Maximize the standards
Knowing the standards in your industry is one of the fundamentals that will keep you competitive. It will help you identify areas of weaknesses, see your strengths and notice any opportunities the company may have. So what are some of the standards you need to keep up with regarding your industry, and where do you need to focus your energy to remain competitive is a good question. There are many places to focus on, and each one will provide you with some insight and give you something to measure against. Having something to measure against gives you a standard to compare your company to, and two great ones are gross and net profits. These industry standards tell you if you are doing ok and meeting the norm for that industry. This is important for small businesses because they need to know that they are making the money they are supposed to make and are competitive within their industry.

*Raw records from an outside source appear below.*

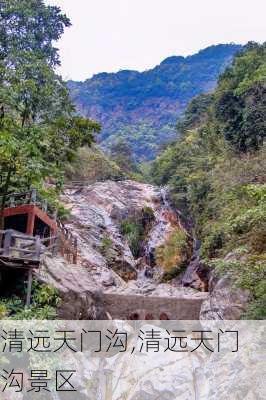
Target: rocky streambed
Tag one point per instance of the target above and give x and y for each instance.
(113, 260)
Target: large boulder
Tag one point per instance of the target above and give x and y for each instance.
(81, 296)
(224, 301)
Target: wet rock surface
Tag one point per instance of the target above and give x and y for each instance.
(224, 300)
(106, 263)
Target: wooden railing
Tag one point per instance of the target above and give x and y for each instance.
(29, 197)
(83, 183)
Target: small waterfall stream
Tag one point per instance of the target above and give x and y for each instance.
(164, 216)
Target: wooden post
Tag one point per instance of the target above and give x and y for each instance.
(30, 223)
(7, 242)
(29, 285)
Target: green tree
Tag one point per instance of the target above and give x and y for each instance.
(38, 126)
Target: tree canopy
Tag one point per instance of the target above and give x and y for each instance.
(39, 129)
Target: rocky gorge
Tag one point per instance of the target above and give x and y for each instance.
(135, 257)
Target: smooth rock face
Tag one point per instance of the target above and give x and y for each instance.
(96, 214)
(106, 264)
(80, 294)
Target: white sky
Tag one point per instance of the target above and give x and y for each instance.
(109, 35)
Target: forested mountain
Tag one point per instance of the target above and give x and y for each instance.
(217, 174)
(142, 107)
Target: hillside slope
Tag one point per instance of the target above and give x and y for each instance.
(142, 107)
(216, 173)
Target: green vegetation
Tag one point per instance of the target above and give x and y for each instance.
(216, 172)
(173, 255)
(141, 108)
(134, 233)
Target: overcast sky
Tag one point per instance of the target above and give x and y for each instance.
(109, 35)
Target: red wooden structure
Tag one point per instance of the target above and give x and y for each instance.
(32, 214)
(26, 213)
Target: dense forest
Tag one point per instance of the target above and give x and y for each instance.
(217, 173)
(141, 108)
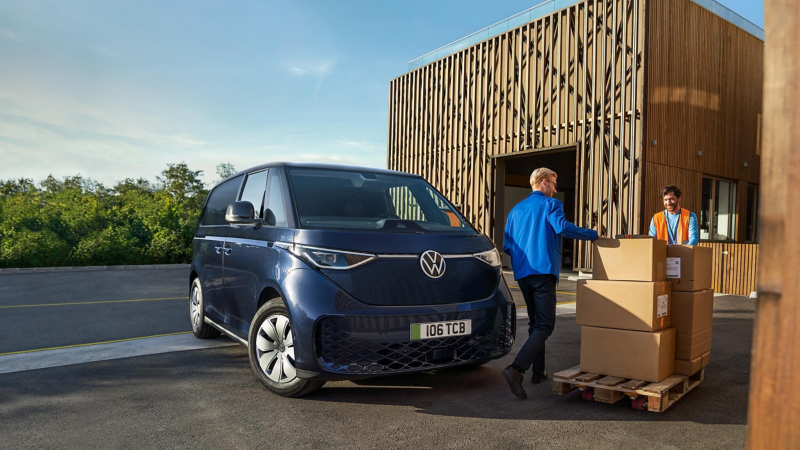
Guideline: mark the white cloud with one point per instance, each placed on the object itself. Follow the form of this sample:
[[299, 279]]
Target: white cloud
[[363, 145], [8, 34], [103, 51], [323, 158], [183, 141], [318, 70]]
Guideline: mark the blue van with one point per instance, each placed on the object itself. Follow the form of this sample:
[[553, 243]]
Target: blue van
[[329, 272]]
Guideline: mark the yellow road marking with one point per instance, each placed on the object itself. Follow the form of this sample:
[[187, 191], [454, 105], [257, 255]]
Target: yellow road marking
[[94, 303], [93, 343], [557, 292]]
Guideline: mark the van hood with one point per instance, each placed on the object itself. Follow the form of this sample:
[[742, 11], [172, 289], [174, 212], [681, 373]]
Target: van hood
[[391, 281]]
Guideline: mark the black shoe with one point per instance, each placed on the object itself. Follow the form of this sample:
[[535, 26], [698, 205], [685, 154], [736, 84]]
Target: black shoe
[[538, 378], [514, 380]]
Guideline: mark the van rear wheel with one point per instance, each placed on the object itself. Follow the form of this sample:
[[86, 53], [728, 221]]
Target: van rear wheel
[[271, 349]]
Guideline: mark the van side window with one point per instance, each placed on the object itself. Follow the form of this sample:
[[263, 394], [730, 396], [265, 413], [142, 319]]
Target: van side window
[[253, 191], [218, 201], [274, 208]]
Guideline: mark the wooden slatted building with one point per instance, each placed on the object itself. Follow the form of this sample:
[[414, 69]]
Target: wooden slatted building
[[620, 97]]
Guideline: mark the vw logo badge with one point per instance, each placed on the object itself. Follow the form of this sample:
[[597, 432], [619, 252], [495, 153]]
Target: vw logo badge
[[432, 264]]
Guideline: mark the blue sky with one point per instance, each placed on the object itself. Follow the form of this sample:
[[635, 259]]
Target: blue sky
[[113, 89]]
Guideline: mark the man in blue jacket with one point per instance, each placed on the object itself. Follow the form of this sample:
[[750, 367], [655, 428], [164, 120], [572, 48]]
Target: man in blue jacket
[[532, 239]]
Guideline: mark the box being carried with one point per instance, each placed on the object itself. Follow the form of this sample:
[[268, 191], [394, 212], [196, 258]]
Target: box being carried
[[689, 267], [640, 258], [625, 305]]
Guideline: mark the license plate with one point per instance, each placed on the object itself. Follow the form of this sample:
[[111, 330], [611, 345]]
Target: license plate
[[441, 329]]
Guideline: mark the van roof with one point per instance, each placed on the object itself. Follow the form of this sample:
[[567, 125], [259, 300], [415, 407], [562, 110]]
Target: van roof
[[317, 166]]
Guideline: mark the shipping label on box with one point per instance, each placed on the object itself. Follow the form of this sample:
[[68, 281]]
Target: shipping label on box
[[689, 267], [673, 267], [663, 306]]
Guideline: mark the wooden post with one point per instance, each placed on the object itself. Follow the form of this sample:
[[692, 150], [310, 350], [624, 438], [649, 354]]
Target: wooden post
[[774, 412]]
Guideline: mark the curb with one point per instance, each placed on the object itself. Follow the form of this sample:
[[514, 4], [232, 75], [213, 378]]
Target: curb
[[90, 268]]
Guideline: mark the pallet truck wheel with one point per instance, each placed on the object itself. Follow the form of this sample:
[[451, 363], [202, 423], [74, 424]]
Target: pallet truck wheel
[[639, 403]]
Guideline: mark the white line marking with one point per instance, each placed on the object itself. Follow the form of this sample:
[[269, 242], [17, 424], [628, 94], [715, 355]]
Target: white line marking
[[104, 352]]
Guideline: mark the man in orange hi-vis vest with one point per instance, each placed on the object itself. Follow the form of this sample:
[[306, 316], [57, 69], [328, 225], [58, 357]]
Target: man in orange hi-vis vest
[[675, 224]]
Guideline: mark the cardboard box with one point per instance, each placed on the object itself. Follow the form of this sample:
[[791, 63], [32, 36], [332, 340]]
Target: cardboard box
[[692, 316], [638, 355], [625, 305], [641, 259], [689, 267], [684, 367]]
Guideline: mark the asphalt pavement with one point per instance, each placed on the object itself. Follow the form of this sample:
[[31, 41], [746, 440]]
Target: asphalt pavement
[[209, 398]]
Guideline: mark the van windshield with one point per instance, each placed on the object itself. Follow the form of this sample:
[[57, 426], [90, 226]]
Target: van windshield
[[371, 201]]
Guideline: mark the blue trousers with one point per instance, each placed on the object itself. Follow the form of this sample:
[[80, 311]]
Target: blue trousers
[[539, 292]]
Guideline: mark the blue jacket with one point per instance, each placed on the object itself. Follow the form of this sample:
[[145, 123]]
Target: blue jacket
[[533, 235]]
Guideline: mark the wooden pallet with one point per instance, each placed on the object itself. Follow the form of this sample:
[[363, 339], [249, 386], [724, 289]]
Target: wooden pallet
[[608, 389]]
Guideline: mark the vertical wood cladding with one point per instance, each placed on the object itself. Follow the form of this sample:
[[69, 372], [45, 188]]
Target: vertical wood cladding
[[573, 77], [704, 92]]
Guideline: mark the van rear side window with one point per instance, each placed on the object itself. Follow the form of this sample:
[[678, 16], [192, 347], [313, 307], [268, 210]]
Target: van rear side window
[[218, 201]]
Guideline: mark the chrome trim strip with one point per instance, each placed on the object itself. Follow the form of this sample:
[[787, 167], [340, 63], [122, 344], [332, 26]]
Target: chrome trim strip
[[283, 245], [210, 238], [226, 332], [335, 250], [253, 242]]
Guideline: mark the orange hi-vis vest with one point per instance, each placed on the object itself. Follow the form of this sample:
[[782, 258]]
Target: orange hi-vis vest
[[660, 221]]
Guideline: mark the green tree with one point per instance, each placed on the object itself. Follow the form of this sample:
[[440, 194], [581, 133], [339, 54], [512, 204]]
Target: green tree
[[78, 221]]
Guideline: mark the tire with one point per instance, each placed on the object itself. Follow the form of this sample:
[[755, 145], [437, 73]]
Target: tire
[[200, 328], [271, 351]]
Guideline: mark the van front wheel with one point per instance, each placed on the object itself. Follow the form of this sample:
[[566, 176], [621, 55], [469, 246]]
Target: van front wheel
[[271, 349]]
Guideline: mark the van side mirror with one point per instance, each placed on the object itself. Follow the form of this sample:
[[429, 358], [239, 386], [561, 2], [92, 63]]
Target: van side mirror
[[241, 213], [270, 218]]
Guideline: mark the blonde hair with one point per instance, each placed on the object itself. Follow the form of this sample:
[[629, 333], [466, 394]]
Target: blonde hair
[[540, 174]]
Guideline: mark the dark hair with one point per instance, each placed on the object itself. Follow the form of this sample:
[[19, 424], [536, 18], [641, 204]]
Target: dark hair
[[670, 189]]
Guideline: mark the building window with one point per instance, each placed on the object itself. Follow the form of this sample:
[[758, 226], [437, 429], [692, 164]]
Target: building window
[[751, 220], [718, 210]]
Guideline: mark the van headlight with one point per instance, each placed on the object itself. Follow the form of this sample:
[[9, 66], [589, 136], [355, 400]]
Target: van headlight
[[325, 258], [491, 257]]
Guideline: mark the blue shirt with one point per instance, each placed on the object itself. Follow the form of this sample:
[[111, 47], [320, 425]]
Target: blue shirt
[[532, 237], [672, 228]]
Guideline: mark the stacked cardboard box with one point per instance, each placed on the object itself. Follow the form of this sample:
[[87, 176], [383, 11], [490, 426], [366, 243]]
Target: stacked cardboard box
[[626, 311], [689, 270]]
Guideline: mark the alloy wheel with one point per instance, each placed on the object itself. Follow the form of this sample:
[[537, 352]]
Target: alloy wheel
[[275, 349]]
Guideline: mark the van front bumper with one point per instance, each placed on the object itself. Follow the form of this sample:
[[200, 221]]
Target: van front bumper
[[337, 337]]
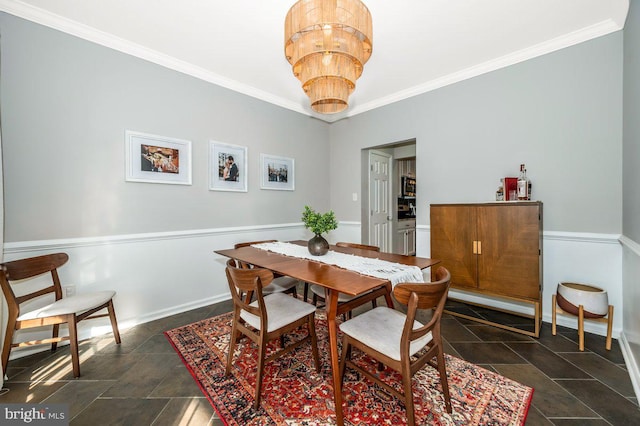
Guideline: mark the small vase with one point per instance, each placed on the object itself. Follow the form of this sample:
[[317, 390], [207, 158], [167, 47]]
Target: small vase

The gross profits or gross margin is the remaining money from the total sales revenue after subtracting the costs of goods sold (COGS). The COGS are just that, the cost of what it takes to make your products or provide your service. The COGS typically includes the materials and labor it takes to make the final product. The word gross tells us that no other expenses have been taken from the total revenue at this time and lets you know what is left over to pay additional costs. The gross profit does not directly tell you your overall profit, but is a significant number to examine and compare to industry standards. We suggest that you segment out your COGS to get a better set of numbers to analyze and look at it as percentages of total revenue. Comparing this to industry standards is very important. It can tell you if you are competitively priced, paying too much for the raw material, your levels of waste from the raw material and labor, and how efficient you are in making your product. When looking at a profit and loss statement, it can tell you if you are sitting on too much inventory and have a poor turnover or bad purchasing patterns. This is because a P&L does not account for inventory on hand. Having high inventory means having money on the shelf, lowering your cash flow, and limiting other opportunities where that money can be doing something else or making you more money. The gross margin's nature allows an owner to see how well they are doing operationally compared to an industry standard and where they need to focus efforts in the operations to be better and more profitable.
The net profits are the bottom line or the company's money when all expenses have subtracted from the total revenue. This needs to include the owner's pay if you are a sole proprietor. When it comes to industry standards, the problem is that not all data takes the owner's salary into account and gives some skewed results, but it still provides us with a percentage to compare to and make decisions. Here at AGDA, we typically advise that net profits be as low as possible after knowing a company is meeting the industry standards, because that means that the company is spending money on itself to better the company. That is why it is key to be competitive with industry standards. It tells you that the company is making the correct money and can do other things. Your net profits are what is leftover. That money is what can be used to expand your company or reinvested back into the company to make the company, product, experience, or presence better. It can also be used to beef up cash on hand for additional opportunities. If this number is below the industry standards and all other areas are in line, it tells us that sales levels are typically not sufficient, and focus needs to be on increasing sales or why the sales are not enough. It can also tell us that costs between gross and net profits are too high or not in line with current norms. Every situation is different, but you want to be able to compare to the industry standard to see if you have a sustainable business and if line items are appropriate.
We have to remember that meeting industry standards are measurables that let you know where you stand compared to others in your industry. Operating within the industry norm tells you your performance against the norm, but these numbers can change with innovation and markets. If you can find innovation, you can increase your gross profits. For example, when Ford introduced the assembly line, an innovation was found and increased production time and lowered labor costs, giving a better gross profit, allowing the company to have more opportunities with the remaining cash. On the other hand, when the cost of a product goes up but a market does not allow for the sale price to match or revenue decrease due to an economic situation, and a business does not adapt to meet the industry standard, both the gross profits and net profits decrease. Overall if you know your industry standards and can meet them, you can then make decisions faster to stay ahead of what may happen. You can also find ways to make your company more profitable, whether through reinvestment or increased cash on hand to be used and distributed as the company deems appropriate. Most importantly, you know that you are making the money you are supposed to be making.